Another woman wore a trench coat to cover her emaciated frame. She had had three seizures in the past two weeks. A local emergency room told her that the level of her seizure medications was “OK” and discharged her. No follow up was arranged. During her seizures she had bitten the inside of her mouth that she now could barely open. I could not see an intact tooth in her smile. She could not eat. No Insurance, no doctor, no care.

A young man with labored breathing and sweaty brow was given a wheelchair. His weak voice told me five days ago he was in the intensive care unit of a local hospital for leg swelling. He did not understand why his legs had swelled then nor why the swelling had recurred. For a month, he experienced chest pains walking across his living-room. He needed three pillows to avoid awakening from sleep breathless. At discharge, he was handed a list of unaffordable medications that he did not understand. Continuing care was not arranged.

HHe had an unstable heart condition. I wheeled him to the front of the line. An ambulance was called. He was taken back to the emergency room with a possible heart attack. Why was this man’s leg swelling and chest pains not completely evaluated before discharge? Was it because he did not have health insurance? Had there been no free clinic, and his daughter not insisted that he come, he may have died. No insurance, no physician, no continuity.

A young man tried to avoid eye contact. His slouched posture told me he did not want to talk, but had something to say. Later, I learned the suicidal plans of three young people had been averted. Surely he was one. Would they have completed their plans were it not for the free clinic? No insurance, no access, no help.

A woman was leaning against the wall breathless. She was taken out of the line and seen immediately and then transported to the closest emergency room for acute congestive heart failure. No insurance, no doctor, no care.

Diabetes was her problem said a middle aged woman who had not seen a physician for three years. I asked her who was helping her control her diabetes. “Oh, I do” she said. “But where do you get the medicine” I asked. Staring me straight into my eyes she replied unabashedly “I get it from my brother who gets it from his doctor”. No insurance, no doctor, no medication.

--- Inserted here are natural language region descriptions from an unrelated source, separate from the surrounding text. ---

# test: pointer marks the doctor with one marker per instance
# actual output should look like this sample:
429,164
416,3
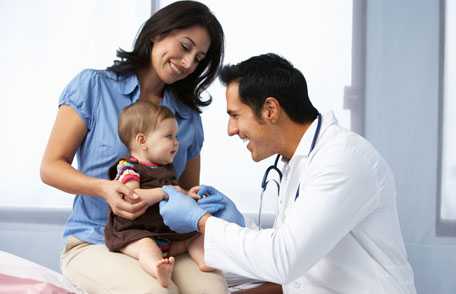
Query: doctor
337,230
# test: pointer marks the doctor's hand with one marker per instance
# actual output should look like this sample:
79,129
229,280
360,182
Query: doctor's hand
180,212
212,199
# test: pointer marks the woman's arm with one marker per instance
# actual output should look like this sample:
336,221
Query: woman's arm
67,135
191,175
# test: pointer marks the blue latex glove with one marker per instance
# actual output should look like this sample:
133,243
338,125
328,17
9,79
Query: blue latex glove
211,199
180,212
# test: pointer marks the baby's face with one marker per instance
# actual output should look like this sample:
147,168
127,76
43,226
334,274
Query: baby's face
162,143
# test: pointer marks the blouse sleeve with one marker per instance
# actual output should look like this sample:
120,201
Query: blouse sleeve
79,95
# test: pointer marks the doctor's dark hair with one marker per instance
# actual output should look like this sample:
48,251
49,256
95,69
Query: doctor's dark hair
178,15
270,75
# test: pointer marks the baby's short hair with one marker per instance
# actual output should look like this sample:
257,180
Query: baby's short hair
140,117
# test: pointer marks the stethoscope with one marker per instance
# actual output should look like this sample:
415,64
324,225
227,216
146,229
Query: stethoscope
266,181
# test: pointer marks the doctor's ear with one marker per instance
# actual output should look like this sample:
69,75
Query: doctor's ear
271,109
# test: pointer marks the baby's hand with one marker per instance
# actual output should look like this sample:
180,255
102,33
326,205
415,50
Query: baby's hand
193,192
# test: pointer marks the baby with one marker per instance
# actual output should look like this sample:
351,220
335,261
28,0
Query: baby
149,132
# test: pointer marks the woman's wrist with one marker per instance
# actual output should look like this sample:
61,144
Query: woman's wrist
98,187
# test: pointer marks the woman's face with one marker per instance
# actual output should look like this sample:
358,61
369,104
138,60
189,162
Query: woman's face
177,55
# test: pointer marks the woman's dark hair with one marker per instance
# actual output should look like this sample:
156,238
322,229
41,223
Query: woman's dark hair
270,75
178,15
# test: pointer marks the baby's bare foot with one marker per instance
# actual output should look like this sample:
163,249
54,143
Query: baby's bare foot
164,269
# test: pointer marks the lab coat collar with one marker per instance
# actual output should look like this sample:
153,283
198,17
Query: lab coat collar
303,148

Over one thousand patients were seen at each of these one day clinics. More were turned away. From the south through the mid west and into the northeast, all the patients, as if rehearsed, said the same thing: “No insurance, no doctor, no care”.

The day was overwhelming. In each city, I felt I was in a undeveloped country. I had seen patients with this burden of illness, but that was 40 years ago in medical school.

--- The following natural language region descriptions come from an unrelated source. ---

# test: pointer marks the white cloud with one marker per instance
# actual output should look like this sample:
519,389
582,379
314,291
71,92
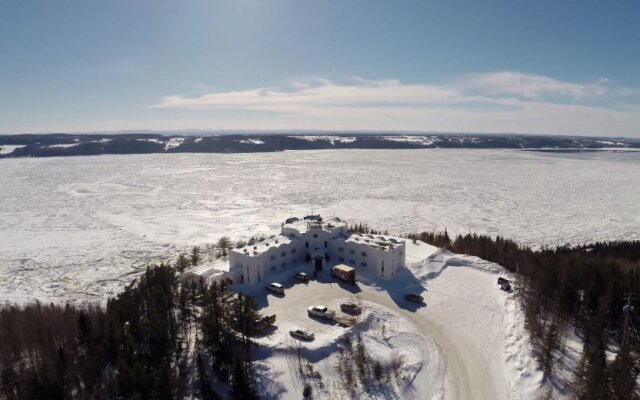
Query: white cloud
492,102
533,86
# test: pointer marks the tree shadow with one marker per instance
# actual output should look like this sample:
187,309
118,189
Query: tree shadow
266,381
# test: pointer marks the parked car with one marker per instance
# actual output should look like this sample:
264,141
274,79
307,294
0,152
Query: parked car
275,287
322,312
414,297
350,308
302,277
302,334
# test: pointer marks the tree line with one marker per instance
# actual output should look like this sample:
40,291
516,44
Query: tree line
150,342
584,288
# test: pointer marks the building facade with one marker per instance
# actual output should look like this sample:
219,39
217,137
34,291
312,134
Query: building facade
317,242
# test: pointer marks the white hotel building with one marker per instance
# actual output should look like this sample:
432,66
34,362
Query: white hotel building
317,242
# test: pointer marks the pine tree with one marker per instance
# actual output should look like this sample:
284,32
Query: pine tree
241,386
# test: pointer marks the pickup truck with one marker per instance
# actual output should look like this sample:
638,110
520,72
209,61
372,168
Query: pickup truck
275,287
322,312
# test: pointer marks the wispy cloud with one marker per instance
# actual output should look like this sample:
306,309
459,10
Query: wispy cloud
490,102
533,86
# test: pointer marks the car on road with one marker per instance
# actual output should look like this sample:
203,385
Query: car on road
351,308
322,312
302,277
302,334
414,297
275,287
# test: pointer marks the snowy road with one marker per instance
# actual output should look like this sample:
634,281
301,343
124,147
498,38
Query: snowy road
463,324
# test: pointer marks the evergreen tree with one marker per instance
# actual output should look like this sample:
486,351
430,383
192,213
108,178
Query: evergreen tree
241,386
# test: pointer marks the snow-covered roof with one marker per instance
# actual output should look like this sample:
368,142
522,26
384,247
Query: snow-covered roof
383,242
257,248
303,225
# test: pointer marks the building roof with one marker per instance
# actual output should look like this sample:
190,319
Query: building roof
259,247
314,222
382,242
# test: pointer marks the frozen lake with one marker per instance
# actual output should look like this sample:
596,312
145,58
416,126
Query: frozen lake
79,227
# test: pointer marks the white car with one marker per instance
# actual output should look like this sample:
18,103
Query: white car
322,312
302,334
275,287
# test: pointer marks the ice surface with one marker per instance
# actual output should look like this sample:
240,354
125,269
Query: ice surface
80,227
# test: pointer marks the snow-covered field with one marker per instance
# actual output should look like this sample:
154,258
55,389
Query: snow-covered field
79,227
466,342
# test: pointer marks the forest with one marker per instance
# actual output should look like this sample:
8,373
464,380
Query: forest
143,345
163,340
587,290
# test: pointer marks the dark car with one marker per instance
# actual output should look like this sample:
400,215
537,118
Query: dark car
350,308
302,277
414,297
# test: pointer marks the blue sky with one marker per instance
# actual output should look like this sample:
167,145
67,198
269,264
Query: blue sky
555,67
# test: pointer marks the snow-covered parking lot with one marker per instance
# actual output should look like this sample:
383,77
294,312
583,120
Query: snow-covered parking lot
466,342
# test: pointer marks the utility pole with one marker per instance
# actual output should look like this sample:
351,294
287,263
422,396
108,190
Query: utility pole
627,309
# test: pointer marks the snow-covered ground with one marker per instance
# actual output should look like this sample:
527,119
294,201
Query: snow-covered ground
79,227
467,342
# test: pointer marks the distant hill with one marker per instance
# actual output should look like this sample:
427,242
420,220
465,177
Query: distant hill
52,145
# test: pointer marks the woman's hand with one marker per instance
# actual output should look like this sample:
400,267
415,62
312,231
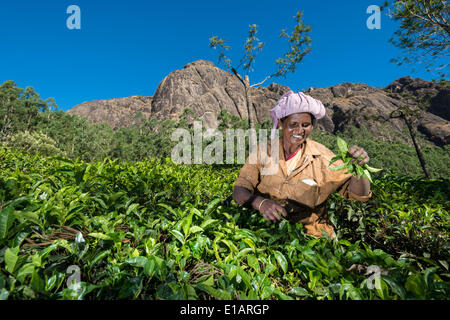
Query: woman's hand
357,152
271,210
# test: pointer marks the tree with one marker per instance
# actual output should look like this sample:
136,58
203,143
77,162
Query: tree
424,33
299,47
410,110
19,108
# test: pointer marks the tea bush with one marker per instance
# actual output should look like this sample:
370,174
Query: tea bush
157,230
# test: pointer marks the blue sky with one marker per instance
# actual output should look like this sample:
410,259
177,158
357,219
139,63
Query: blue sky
126,48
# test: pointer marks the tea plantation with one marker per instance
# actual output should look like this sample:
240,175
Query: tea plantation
157,230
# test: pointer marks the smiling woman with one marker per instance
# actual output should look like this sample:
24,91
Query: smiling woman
300,186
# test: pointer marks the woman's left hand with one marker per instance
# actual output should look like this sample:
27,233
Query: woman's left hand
357,152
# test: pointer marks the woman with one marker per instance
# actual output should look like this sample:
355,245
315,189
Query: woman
300,186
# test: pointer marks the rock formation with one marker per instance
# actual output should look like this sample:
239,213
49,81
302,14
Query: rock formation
206,89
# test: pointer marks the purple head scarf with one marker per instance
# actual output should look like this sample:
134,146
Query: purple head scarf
291,103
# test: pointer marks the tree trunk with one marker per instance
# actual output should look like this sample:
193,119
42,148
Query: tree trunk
249,103
412,133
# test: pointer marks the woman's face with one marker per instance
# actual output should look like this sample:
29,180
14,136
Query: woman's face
296,128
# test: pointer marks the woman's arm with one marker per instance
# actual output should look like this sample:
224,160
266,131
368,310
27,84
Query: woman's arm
268,208
360,187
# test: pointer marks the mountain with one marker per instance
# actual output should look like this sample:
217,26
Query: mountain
206,89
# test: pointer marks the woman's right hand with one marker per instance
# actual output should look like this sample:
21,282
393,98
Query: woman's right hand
271,210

The American Medical Association claims to support health reform, but they were not in Little Rock, Kansas City, or Hartford. Absent was the American Association of Medical Schools planning the education of tomorrow’s physicians remote from the health crisis of today. My profession shames me.

Despite multiple invitations, absent were the politicians, bragging with self-righteousness, that they cannot support a ‘public option’ all giving a multitude of reasons filled with hypocrisies and fictions.

The cost of reform is not the question. We already incur the expense with the loss of manpower and the extraordinary cost emergency, and end of life care. The question is how much it costs not to reform. The question is how much we value our neighbor and fellow citizens. The question is how long our nation will allow the million citizens without health insurance to remain unseen. The question is of how we see ourselves.

No self-respecting, informed person could honestly believe without a public option private insurance companies will write policies to alleviate the suffering I witnessed in Little Rock ARK;, Kansas City,MO: and Hartford,CT. The opportunity was theirs for more than fifty years. They did nothing. It is time for reform.